# duct tape duct tape



## survivorsackcom101 (Jul 5, 2012)

Hey folks I'm new to the forum so if this info has been covered maybe there something that was missed.Who doesnt love duct tape ? Im a industrial/contractor adhesive tape distributor with a few facts to share.There are 50 plus types of duct tape ranging from super cheap 6 mil to U.S military,nascar 13 mil ( mil ; the thickness of the product resulting from the *amount of woven thread that is then laminated ) also the amount and type resins ( glue ) that are best applicable for specific jobs from general purpose,hvac,nuclear plants etc. Heres my inside recomendation ,spend extra for contractor grade these will be 9-11+ mil it often wont say the mil on the package but it will be the thicker/larger roll ie; if two rolls say 60 yards the bigger roll is a higher mil. this will be stronger and if they delaminate the higher mil will stay stronger, buy made in USA only we make the best ! . I also suggest*rubber splicing tape it's perfect for electrical ,hose/pipe repair (overlap with duct and a couple of zip ties and youve rebuilt a hose),I use strips on my gun grip-reduces recoil, *Gaffers tape 10 mil ,cloth finish,wont delaminate ,residue clean removal.Thats it for now ! happy to be here


----------



## Tweto (Nov 26, 2011)

I have been stock piling duct, and electrical tape, tie wraps, velcro, several different gauges and colors of wires including 12/2 with ground and 10/2 with ground, welding rod, welding supplies, tools, car parts, tire patches and tire repair supplies, wood, metal, machine shop consumables, pvc pipe, anti freeze, engine oil, hydraulic brake oil, and all of the other obvious consumables. 

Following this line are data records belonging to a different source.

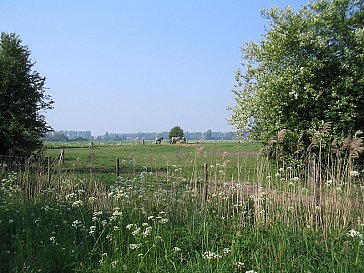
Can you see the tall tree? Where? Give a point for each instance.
(22, 99)
(176, 131)
(307, 69)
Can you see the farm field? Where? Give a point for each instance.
(163, 215)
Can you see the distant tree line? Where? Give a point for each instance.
(65, 135)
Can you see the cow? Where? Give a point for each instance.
(175, 140)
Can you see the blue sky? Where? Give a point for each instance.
(138, 65)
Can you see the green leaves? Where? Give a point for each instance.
(22, 96)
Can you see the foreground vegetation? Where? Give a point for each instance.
(148, 222)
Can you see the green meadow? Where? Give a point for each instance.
(166, 213)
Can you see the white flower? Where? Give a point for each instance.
(76, 223)
(147, 231)
(353, 233)
(295, 179)
(208, 255)
(92, 230)
(136, 232)
(130, 226)
(176, 249)
(134, 246)
(227, 250)
(239, 265)
(77, 204)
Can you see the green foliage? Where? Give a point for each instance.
(22, 98)
(307, 69)
(176, 131)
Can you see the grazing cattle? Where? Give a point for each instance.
(158, 140)
(176, 140)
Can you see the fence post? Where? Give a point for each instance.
(205, 181)
(117, 168)
(61, 157)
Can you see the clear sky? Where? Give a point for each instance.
(137, 65)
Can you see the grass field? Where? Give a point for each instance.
(159, 215)
(135, 158)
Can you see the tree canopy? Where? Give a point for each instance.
(22, 99)
(176, 131)
(307, 69)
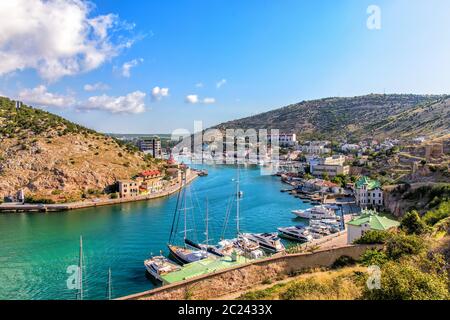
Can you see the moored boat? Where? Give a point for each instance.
(298, 233)
(318, 212)
(159, 265)
(267, 241)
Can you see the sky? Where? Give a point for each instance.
(156, 66)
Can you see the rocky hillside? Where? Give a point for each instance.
(52, 158)
(357, 117)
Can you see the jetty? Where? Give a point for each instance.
(24, 207)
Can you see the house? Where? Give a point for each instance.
(368, 193)
(319, 185)
(150, 146)
(368, 220)
(151, 181)
(331, 166)
(128, 188)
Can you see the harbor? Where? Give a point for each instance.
(37, 249)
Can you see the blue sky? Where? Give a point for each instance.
(232, 58)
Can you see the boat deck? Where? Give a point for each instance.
(202, 267)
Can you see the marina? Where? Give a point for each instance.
(38, 248)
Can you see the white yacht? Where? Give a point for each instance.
(298, 233)
(318, 212)
(185, 255)
(159, 265)
(268, 241)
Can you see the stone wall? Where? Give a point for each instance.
(246, 276)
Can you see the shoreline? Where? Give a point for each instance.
(19, 208)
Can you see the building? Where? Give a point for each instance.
(150, 181)
(331, 166)
(128, 188)
(368, 193)
(285, 139)
(150, 146)
(315, 147)
(368, 220)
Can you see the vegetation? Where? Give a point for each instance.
(353, 118)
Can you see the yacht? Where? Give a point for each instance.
(268, 241)
(159, 265)
(186, 255)
(318, 212)
(298, 233)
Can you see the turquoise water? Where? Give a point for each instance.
(36, 249)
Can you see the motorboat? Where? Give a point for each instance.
(159, 265)
(185, 255)
(268, 241)
(298, 233)
(318, 212)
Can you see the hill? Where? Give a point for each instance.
(356, 118)
(53, 158)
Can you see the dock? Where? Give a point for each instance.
(19, 207)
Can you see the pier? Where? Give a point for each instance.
(19, 207)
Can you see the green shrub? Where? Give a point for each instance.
(373, 257)
(404, 281)
(343, 261)
(373, 237)
(400, 245)
(413, 224)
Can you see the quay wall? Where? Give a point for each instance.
(90, 204)
(246, 276)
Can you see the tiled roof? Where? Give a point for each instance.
(375, 221)
(366, 181)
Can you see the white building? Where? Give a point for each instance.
(368, 193)
(367, 221)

I think allot of preppers just think about food, fuel, and ammo.

BTW don't forget shoes and clothes.


----------



## Magus (Dec 1, 2008)

Gorilla tape>everything else on earth!


----------



## survivorsackcom101 (Jul 5, 2012)

*yes sir*



Magus said:


> Gorilla tape>everything else on earth!


Right you are ,but even gorrila will bubble off a hot hose repair but not if wrapped with the rubber splicing then gorilla and zip ties.Thanks for the reply


----------



## lucaspm98 (Apr 23, 2012)

I always keep a few rolls around the house; it's a temporary fix for almost anything ! Also, I have a roll in my BOB.


----------



## JayJay (Nov 23, 2010)

Tweto said:


> I have been stock piling duct, and electrical tape, tie wraps, velcro, several different gauges and colors of wires including 12/2 with ground and 10/2 with ground, welding rod, welding supplies, tools, car parts, tire patches and tire repair supplies, wood, metal, machine shop consumables, pvc pipe, anti freeze, engine oil, hydraulic brake oil, and all of the other obvious consumables.
> 
> I think allot of preppers just think about food, fuel, and ammo.
> 
> ...


----------



## cajunmeadows (Oct 21, 2011)

Who doesnt love duct tape. We use 2 kinds at work. The grey stuff (ok) the dark green almost black (wow) this stuff is great. Have seen it hit lightly with a torch boy does it grad and seal then. Great item to stock pile. Air tight container in cool place should last a while.


----------



## Anvilandhammer (Apr 12, 2012)

Duct tape is like "the Force". It has a light side, a dark side, and it holds the universe together.


----------



## ComputerGuy (Dec 10, 2010)

JayJay said:


> Tweto said:
> 
> 
> > I have been stock piling duct, and electrical tape, tie wraps, velcro, several different gauges and colors of wires including 12/2 with ground and 10/2 with ground, welding rod, welding supplies, tools, car parts, tire patches and tire repair supplies, wood, metal, machine shop consumables, pvc pipe, anti freeze, engine oil, hydraulic brake oil, and all of the other obvious consumables.
> ...


----------



## d_saum (Jan 17, 2012)

I have a ton of duct tape around the house... mostly because I always buy a new roll instead of just looking for what I already have. That... and you can never have too much so.. 

Anyone see the special episode of Mythbusters with the duct tape? That was awesome..


----------